Zonguldak Bülent Ecevit Üniversitesi (BEÜ) Mühendislik Fakültesi Dekanı Prof. Dr. Şenol Hakan Kutoğlu, gazetecilere yaptığı açıklamada, son 100 yılda atmosferde 2 dereceye yakın sıcaklık artışları yaşandığını, bunun neticesinde de özelikle güney ve kuzey kutbunda buzulların hızlı bir şekilde erimesinin söz konusu olduğunu söyledi.

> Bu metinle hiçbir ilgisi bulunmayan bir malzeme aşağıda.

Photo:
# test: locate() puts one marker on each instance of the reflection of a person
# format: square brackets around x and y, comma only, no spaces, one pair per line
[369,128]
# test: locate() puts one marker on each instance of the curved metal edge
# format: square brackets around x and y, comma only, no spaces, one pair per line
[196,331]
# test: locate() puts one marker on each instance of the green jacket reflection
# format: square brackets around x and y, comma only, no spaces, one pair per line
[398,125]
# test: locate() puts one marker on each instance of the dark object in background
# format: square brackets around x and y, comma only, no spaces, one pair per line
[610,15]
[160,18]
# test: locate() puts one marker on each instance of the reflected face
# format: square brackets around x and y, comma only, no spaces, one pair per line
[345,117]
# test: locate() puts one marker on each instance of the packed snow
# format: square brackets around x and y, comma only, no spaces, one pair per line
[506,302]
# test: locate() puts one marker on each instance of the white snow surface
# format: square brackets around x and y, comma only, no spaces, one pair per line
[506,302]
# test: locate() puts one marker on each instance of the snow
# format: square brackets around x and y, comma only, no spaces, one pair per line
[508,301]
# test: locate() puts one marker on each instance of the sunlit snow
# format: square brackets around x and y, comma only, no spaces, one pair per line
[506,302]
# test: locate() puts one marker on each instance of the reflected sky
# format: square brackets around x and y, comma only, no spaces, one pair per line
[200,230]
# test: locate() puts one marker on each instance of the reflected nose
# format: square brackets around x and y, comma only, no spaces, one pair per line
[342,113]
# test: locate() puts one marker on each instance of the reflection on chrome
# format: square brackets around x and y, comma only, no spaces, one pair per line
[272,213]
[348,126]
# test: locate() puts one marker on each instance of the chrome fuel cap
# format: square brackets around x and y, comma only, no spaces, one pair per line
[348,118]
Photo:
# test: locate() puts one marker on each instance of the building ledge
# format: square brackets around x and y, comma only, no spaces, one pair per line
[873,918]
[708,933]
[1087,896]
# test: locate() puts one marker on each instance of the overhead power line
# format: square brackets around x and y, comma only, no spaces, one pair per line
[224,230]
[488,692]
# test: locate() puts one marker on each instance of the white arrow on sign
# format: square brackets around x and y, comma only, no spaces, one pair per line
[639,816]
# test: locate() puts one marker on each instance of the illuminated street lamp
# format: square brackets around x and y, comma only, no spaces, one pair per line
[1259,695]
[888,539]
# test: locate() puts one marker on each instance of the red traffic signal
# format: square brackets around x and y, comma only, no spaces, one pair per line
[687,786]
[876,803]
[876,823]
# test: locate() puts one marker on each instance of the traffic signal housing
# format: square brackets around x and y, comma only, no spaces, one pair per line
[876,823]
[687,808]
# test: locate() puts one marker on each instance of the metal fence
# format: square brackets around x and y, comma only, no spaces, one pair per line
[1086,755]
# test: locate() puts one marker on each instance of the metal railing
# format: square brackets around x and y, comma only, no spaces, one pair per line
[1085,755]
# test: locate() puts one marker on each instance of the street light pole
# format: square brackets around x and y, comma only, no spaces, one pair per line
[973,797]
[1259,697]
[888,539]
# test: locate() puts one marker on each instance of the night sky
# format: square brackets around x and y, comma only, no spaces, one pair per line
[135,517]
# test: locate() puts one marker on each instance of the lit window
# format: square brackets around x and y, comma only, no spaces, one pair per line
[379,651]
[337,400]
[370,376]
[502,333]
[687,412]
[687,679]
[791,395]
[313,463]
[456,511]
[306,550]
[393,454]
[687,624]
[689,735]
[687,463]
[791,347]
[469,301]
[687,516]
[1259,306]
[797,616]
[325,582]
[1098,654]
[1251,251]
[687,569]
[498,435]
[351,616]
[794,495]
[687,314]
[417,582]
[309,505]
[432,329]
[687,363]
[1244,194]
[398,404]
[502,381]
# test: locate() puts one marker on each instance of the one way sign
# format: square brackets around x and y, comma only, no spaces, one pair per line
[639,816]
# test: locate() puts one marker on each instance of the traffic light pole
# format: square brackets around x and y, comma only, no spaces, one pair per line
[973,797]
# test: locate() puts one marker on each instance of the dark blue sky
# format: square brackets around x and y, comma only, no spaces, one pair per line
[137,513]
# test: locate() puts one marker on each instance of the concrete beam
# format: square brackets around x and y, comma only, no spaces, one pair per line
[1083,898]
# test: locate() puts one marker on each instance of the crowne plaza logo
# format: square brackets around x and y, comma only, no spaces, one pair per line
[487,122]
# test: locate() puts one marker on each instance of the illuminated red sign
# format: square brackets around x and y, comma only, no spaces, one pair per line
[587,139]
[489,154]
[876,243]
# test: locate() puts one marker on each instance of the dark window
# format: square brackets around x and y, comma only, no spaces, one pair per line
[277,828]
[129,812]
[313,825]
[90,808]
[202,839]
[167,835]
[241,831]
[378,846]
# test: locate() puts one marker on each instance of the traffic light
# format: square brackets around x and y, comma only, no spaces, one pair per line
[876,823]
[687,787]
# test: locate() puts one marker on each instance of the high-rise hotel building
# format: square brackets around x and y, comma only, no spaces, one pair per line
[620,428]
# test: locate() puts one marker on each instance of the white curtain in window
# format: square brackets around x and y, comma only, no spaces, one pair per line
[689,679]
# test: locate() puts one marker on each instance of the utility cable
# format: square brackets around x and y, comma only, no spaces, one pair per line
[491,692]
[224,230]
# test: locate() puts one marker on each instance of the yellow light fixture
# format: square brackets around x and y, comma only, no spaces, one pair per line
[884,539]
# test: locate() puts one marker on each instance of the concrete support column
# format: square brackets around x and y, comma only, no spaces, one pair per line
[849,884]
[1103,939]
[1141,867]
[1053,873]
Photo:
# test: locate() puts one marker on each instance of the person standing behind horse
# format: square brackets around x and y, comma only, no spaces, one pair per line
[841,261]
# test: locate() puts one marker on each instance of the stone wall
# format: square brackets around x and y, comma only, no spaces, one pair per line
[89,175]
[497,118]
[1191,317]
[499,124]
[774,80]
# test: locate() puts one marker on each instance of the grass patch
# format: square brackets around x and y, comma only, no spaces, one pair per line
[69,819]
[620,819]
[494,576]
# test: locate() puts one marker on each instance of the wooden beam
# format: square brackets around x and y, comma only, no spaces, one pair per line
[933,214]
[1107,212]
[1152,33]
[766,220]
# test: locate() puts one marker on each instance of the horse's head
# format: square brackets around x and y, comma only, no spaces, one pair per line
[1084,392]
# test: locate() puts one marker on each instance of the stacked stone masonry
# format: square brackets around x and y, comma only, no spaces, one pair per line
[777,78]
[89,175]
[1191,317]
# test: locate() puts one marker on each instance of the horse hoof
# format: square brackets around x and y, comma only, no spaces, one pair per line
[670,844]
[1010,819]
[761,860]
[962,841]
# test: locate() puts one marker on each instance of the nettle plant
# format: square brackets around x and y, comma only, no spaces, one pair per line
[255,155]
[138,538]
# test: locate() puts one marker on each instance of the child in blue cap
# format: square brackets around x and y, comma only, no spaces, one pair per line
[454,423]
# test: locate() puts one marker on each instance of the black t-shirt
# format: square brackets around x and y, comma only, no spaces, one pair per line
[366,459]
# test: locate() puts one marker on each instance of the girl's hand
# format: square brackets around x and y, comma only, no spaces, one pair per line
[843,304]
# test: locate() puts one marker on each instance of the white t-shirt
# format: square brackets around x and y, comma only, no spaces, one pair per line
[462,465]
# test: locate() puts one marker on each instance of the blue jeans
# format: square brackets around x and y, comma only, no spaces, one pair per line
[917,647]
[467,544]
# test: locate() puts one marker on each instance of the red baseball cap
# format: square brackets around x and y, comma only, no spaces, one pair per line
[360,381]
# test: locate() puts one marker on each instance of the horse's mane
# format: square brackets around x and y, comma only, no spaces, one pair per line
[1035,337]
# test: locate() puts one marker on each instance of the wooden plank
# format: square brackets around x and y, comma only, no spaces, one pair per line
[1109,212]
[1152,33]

Buzullardaki erimenin deniz seviyelerinin artmasına neden olduğunu vurgulayan Kutoğlu, "Deniz seviyelerinin artması demek, insanların yoğunluklu olarak yaşadığı kıyı bölgelerindeki yerleşimlerin tehdit altına girmesi demek. Uluslararası araştırmalara göre 2 bin 100 yılına kadar bir modele göre, okyanusların 2 metre seviyesinde yükselmesi bekleniyor. 2 metre yükselme demek 100 kat denizin içeri girmesi demek. Yani bazı eğimi düşük alanlarda denizin 12 kilometre içeriye girerek erozyona uğratması durumu söz konusu olabilir." değerlendirmesinde bulundu.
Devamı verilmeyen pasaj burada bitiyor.